On FMCG
- LTM Margin is 6.1%
- HUL is at 22%, Nestle is at 19%, PGHH at 18%, Colgate at 26%, and Gillette at 19%
- Marico at 17%, Britannia at 15%, Dabur at 17% and Godrej at 17%
But ITC is a new player and doesn’t have scale –
ITC is not a new player in FMCG and has been around for a very long time – Aashirwaad was launched in 2002.
ITC Others FMCG sales for LTM are 18000cr – larger than all of those companies other than Hindustan Unilever.
But ITC is investing for growth –
FY17-FY22 growth was 8.7% growth (but Covid…)
If I compare FY18 to FY23 (9M Ann.), growth is 10.7%
The median company in the comp set grew sales at 10% with an average EBITDA Margin of 22% and a ROCE of 50%.

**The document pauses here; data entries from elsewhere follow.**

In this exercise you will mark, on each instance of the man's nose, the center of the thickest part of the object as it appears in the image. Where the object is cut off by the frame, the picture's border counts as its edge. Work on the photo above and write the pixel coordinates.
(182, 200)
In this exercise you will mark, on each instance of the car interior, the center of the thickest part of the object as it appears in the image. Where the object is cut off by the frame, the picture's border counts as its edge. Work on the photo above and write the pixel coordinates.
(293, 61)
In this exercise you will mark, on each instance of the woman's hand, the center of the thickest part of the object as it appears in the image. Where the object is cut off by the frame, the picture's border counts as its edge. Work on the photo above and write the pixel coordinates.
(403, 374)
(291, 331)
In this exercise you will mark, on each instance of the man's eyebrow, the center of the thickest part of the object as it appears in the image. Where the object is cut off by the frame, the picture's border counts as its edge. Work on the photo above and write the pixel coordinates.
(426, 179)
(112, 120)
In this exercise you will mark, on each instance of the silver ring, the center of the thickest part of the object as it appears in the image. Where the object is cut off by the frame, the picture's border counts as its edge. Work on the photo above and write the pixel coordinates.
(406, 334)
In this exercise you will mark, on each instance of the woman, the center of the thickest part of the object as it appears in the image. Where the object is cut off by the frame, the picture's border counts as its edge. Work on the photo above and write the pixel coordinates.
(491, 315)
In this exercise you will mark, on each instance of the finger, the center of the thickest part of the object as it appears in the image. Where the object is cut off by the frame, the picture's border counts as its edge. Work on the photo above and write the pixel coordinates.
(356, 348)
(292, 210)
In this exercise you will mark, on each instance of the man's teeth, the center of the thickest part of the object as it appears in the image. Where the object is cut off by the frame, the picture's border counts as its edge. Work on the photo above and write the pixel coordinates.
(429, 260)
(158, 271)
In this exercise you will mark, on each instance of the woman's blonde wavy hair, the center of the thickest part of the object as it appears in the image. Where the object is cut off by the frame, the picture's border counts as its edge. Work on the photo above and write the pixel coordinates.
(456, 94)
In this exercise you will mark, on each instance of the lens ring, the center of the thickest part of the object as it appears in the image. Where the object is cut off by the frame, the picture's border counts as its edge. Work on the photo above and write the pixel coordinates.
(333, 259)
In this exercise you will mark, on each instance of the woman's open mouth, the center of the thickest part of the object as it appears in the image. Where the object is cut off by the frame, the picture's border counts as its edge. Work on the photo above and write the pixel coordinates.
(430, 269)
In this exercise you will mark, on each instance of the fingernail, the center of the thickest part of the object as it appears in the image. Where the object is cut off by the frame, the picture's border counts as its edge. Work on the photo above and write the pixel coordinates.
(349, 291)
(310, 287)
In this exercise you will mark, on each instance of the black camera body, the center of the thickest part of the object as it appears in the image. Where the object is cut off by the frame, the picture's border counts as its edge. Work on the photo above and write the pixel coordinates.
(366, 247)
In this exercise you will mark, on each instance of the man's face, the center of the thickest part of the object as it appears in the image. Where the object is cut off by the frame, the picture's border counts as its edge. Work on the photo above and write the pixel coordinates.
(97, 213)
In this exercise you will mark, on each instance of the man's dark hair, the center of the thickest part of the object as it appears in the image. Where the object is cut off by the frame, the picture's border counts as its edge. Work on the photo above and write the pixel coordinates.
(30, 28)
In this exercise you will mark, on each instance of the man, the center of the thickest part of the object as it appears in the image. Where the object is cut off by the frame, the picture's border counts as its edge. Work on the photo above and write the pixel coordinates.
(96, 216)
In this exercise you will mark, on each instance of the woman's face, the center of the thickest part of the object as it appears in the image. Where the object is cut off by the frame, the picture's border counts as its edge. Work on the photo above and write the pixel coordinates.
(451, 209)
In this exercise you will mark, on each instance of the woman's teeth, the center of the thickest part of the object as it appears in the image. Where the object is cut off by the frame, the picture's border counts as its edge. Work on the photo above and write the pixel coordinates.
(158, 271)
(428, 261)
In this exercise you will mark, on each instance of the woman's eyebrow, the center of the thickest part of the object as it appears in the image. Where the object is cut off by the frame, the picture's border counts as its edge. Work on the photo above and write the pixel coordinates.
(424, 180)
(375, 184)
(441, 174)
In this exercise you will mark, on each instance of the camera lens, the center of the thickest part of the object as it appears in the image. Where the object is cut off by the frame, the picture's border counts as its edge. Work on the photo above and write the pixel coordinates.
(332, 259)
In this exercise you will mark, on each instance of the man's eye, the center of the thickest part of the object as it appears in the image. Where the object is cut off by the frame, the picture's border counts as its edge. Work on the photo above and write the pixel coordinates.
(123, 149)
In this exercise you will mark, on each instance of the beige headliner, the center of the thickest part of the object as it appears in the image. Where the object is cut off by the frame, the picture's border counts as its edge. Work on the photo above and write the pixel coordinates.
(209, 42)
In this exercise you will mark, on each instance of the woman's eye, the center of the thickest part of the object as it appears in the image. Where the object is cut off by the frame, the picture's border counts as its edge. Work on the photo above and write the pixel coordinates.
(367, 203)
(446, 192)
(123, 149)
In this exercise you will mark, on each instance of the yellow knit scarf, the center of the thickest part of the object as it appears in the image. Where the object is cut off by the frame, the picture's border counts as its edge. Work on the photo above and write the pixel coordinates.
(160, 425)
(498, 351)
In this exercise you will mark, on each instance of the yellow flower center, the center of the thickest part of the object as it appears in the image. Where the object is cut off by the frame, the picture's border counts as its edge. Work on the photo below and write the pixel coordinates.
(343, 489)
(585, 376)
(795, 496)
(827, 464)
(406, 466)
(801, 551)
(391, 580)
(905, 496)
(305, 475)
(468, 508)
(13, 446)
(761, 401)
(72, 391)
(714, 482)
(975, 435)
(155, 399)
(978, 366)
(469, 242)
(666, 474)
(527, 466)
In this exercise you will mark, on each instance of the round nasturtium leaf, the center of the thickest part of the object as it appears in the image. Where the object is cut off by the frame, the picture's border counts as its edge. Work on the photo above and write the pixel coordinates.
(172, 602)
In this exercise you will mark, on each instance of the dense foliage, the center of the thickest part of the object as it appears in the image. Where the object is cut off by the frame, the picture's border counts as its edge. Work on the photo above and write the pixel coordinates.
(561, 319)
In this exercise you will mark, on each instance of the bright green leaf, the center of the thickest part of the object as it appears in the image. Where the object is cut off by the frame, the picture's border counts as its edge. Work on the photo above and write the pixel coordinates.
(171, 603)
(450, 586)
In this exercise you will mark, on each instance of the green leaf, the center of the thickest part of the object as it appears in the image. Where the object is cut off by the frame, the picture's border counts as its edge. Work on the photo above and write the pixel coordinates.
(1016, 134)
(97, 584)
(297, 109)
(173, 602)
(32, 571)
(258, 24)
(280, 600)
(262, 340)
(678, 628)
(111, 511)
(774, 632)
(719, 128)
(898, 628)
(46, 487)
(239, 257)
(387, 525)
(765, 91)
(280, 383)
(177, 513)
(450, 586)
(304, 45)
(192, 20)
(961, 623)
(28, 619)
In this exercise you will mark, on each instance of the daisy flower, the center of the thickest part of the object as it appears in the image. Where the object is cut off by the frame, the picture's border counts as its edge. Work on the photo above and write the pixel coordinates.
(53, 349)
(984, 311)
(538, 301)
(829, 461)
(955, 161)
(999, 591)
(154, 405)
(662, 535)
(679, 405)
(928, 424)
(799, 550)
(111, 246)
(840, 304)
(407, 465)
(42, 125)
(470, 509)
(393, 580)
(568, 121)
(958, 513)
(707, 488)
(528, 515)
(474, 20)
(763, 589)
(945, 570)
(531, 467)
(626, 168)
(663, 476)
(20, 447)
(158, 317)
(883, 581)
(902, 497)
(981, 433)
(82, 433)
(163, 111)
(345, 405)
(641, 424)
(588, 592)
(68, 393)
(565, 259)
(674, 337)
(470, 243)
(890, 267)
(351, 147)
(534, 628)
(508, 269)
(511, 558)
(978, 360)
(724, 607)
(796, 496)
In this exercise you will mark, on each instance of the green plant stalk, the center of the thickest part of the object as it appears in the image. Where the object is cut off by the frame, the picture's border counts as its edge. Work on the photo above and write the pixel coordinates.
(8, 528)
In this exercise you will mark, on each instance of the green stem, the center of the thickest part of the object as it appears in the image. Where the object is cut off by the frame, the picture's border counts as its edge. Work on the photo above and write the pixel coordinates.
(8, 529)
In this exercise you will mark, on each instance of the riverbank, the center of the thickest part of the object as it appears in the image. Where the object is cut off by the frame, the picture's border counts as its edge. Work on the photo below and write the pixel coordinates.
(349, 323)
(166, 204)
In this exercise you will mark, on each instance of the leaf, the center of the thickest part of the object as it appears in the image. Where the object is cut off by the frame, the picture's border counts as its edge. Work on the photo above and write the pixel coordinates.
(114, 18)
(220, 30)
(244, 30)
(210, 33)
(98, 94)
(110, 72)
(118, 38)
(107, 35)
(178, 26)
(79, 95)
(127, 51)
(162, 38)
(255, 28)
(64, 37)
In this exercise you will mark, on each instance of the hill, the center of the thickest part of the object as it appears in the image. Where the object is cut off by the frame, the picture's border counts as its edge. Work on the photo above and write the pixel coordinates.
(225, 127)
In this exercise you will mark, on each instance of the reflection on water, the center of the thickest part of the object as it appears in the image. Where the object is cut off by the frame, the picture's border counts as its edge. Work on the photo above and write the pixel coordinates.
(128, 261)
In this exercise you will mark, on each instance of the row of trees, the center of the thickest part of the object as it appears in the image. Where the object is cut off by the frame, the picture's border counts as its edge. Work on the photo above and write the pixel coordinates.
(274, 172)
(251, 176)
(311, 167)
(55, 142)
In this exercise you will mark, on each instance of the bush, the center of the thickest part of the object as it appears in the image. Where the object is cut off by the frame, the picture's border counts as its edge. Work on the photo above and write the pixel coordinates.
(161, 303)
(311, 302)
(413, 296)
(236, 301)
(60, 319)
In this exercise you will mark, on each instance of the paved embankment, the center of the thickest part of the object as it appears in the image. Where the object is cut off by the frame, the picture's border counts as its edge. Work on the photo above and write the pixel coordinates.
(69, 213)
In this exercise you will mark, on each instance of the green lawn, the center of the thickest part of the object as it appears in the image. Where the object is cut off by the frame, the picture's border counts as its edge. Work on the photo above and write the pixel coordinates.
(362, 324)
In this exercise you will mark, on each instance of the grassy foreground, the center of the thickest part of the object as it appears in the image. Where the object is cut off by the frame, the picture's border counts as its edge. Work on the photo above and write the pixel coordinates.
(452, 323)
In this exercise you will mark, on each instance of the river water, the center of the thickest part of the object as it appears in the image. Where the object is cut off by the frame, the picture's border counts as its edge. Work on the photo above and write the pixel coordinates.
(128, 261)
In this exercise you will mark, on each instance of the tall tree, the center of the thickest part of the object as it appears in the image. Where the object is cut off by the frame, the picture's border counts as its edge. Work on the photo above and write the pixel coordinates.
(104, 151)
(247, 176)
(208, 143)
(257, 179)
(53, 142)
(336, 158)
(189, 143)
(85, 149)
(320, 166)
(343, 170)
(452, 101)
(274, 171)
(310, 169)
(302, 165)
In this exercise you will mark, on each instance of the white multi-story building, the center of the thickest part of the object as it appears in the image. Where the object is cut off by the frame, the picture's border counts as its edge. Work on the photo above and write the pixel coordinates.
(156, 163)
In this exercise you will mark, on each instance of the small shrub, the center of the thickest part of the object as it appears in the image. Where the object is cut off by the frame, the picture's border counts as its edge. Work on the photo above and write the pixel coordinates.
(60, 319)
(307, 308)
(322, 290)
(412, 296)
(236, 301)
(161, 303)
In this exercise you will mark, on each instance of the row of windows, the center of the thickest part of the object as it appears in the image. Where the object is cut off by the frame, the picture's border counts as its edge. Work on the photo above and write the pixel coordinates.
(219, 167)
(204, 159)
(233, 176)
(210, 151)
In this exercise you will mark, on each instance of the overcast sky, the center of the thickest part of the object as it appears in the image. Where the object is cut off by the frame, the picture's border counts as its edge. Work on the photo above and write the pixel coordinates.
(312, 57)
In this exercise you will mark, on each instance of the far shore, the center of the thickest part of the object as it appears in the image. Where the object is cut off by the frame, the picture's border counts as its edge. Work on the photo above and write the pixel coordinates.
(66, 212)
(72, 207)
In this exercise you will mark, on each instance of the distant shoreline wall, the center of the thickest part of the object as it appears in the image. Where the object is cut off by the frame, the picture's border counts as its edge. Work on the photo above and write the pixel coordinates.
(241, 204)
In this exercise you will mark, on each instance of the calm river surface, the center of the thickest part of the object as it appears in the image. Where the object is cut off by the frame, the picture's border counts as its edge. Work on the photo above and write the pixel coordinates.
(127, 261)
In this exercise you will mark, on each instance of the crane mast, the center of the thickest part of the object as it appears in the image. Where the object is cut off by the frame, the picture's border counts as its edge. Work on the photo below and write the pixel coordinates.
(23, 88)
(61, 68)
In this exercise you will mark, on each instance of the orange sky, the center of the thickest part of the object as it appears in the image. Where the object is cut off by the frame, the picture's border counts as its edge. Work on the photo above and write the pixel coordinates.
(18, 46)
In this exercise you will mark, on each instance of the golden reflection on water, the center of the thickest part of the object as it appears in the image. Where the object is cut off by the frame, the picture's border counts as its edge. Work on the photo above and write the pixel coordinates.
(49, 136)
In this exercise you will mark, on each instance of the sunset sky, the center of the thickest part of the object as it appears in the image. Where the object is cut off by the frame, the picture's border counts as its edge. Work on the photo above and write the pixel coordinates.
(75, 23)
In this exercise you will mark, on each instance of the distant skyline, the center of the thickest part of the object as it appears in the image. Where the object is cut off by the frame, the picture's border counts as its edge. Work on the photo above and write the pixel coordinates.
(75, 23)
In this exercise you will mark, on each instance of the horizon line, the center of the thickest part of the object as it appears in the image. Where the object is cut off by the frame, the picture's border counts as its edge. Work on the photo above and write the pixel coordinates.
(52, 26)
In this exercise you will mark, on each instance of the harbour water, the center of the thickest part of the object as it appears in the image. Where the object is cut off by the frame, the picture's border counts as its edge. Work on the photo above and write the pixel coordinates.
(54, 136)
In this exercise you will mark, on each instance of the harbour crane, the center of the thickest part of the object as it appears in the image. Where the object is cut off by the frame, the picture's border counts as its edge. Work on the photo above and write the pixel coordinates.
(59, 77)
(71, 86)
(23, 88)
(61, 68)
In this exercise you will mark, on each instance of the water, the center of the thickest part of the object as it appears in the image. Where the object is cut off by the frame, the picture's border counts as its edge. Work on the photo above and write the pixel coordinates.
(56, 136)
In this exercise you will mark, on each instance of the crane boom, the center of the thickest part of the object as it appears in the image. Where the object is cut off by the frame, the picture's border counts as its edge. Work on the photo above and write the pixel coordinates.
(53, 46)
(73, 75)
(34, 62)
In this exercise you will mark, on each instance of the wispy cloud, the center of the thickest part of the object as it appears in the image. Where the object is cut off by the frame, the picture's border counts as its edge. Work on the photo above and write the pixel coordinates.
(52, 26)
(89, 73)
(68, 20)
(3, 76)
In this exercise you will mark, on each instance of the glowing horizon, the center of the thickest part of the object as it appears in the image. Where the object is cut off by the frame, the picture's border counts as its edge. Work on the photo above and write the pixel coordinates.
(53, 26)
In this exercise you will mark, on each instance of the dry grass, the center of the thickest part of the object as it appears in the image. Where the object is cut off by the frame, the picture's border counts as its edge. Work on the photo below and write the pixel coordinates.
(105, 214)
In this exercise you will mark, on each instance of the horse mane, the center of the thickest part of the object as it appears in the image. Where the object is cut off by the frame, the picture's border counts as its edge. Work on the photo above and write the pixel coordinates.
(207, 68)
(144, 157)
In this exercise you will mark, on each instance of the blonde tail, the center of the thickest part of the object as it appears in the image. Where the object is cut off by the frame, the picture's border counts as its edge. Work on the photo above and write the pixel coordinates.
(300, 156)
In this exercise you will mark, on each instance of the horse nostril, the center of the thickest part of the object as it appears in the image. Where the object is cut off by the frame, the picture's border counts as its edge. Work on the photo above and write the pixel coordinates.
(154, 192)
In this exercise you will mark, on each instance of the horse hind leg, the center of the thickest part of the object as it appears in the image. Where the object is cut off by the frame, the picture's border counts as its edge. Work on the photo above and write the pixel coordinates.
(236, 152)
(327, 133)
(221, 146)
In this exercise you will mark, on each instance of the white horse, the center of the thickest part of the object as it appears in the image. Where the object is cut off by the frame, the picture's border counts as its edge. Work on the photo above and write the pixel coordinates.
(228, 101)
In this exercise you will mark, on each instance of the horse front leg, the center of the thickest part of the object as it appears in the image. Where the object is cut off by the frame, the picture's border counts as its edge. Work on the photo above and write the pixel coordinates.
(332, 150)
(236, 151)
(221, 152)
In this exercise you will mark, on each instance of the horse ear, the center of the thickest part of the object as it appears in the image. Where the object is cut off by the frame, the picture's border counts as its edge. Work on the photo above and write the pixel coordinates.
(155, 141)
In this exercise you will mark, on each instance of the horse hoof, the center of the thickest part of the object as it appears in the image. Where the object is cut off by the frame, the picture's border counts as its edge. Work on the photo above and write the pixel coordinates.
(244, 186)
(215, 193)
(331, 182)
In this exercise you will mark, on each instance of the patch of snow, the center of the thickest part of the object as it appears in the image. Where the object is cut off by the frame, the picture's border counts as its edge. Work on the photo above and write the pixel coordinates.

I take EBITDA because i think OPM in screener refers to the EBITDA margin. ITC’s 5yr EBITDA margin is closer to sub 5%
But ITC doesn’t have MNC decades-old brands and parent’s R&D + A&P –
MNCs pay a royalty to the parent for that privilege (and that is already deducted in the margin above)
The Indian Cos don’t have those advantages and the margins are pretty high.
But you exclude Adani Wilmar –
AWL is primarily an edible oils business (I think edible oils generates all the profits and is inherently a low-margin business)
It is growing much faster with an aggressive strategy (like most other Adani cos) and diversifying rapidly.
To conclude,
No, I do not think FMCG is some wunderkind where management has batted a century.
Maybe the terminal scaled margins of ITC FMCG are lower than the others, but not 10%, I think the potential could very well be in the mid-teens.